Parsing The Health Law Court Decisions: What Does It All Mean?
News outlets analyze this week's conflicting appeals courts' decisions regarding a key part of the health law, including the impact the ultimate outcome of the cases could have on coverage, politics and the marketplace.
The New York Times: Court Ruling On Health Care Subsidies Risks Loss Of Coverage
The conflicting court rulings left much unresolved — both cases will be appealed further, and additional cases challenging the subsidies in federal exchange states are still making their way through trial courts in Indiana and Oklahoma. But the ruling in Halbig v. Burwell, in which a panel of the United States Court of Appeals for the District of Columbia found that subsidies could be awarded only in states that set up their own insurance exchanges, raised the possibility that many of the 4.5 million people who were found eligible for subsidized insurance through the federal exchange would drop their new coverage (Goodnough, 7/23).
Kaiser Health News: New Health Law Court Decisions Could Have Limited Political Impact
Political analysts say this week’s court decisions on the legality of tax subsidies for those obtaining coverage under the Affordable Care Act may not have a broad impact on this fall’s midterm elections. The decisions sent a mixed legal message, complicating the political message as well. One appellate court panel ruled the subsidies cannot be provided in the 36 states relying on the federal insurance exchange; the other ruled in favor of the Obama administration, saying Congress intended that the subsidies be available regardless of whether states operated their own insurance marketplace (Carey and Rovner, 7/24).
Bloomberg: No Panic As Obamacare Subsidies Seem Safe For Future
Americans are unlikely to lose Obamacare subsidies any time soon, at least, and not in most states. A three-judge panel of a federal appeals court in Washington ruled July 22 that subsidies to help people pay insurance premiums are illegal in 36 states that use the federal healthcare.gov system. The ruling, in a case brought by political opponents of the health law, rattled advocates who painted doomsday scenarios of broken insurance markets across the country. That probably won’t happen, health-care industry executives and analysts said in interviews. The ruling is likely to be reversed, and even if it isn’t, a way to work around the court decision might be as simple as a bit of legislation in statehouses (Wayne, 7/24).
The Wall Street Journal: Key Question On Health-Law Subsidies: Were Plaintiffs Harmed?
That argument is simmering beneath court battles about the legality of insurance subsidies tied to the Affordable Care Act. Mr. Klemencic is a key plaintiff in a case in which a Washington, D.C., court Tuesday invalidated subsidies for consumers in up to 36 states, the ones relying on a federal insurance exchange. Whether challengers like Mr. Klemencic had legal standing to sue the Obama administration in the first place turns on whether he was harmed by the subsidies. The ruling struck down an Internal Revenue Service rule that said qualifying consumers could receive subsidies whether they bought coverage on a state-run insurance exchange or a federal one. A second court, in Virginia, upheld the legality of the subsidies in another ruling Tuesday (Kendall, 7/23).

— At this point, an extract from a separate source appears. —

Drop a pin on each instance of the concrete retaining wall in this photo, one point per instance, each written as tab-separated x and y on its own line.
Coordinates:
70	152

Modern Healthcare: Working Around Exchange Subsidy Ruling Should Be Easy
Tuesday's split decision in two federal appellate court cases over whether consumers shopping on the federal insurance exchange can receive premium subsidies could have major effects on the healthcare market. But some experts say officials in states that have not established their own state-run exchanges could solve the problem fairly easily if they want to, and that they will face significant political pressure to do so (Tahir and Demko, 7/23).
The New York Times: Bolstered By Ruling, Republicans Attack Health Law
Republicans in Congress resumed their campaign against the Affordable Care Act on Wednesday with new zeal, fired up by a ruling of a federal appeals court panel that said premium subsidies paid to millions of Americans in 36 states were illegal. Republicans pointed to the ruling as evidence of problems in the law that could not easily be solved (Pear, 7/23).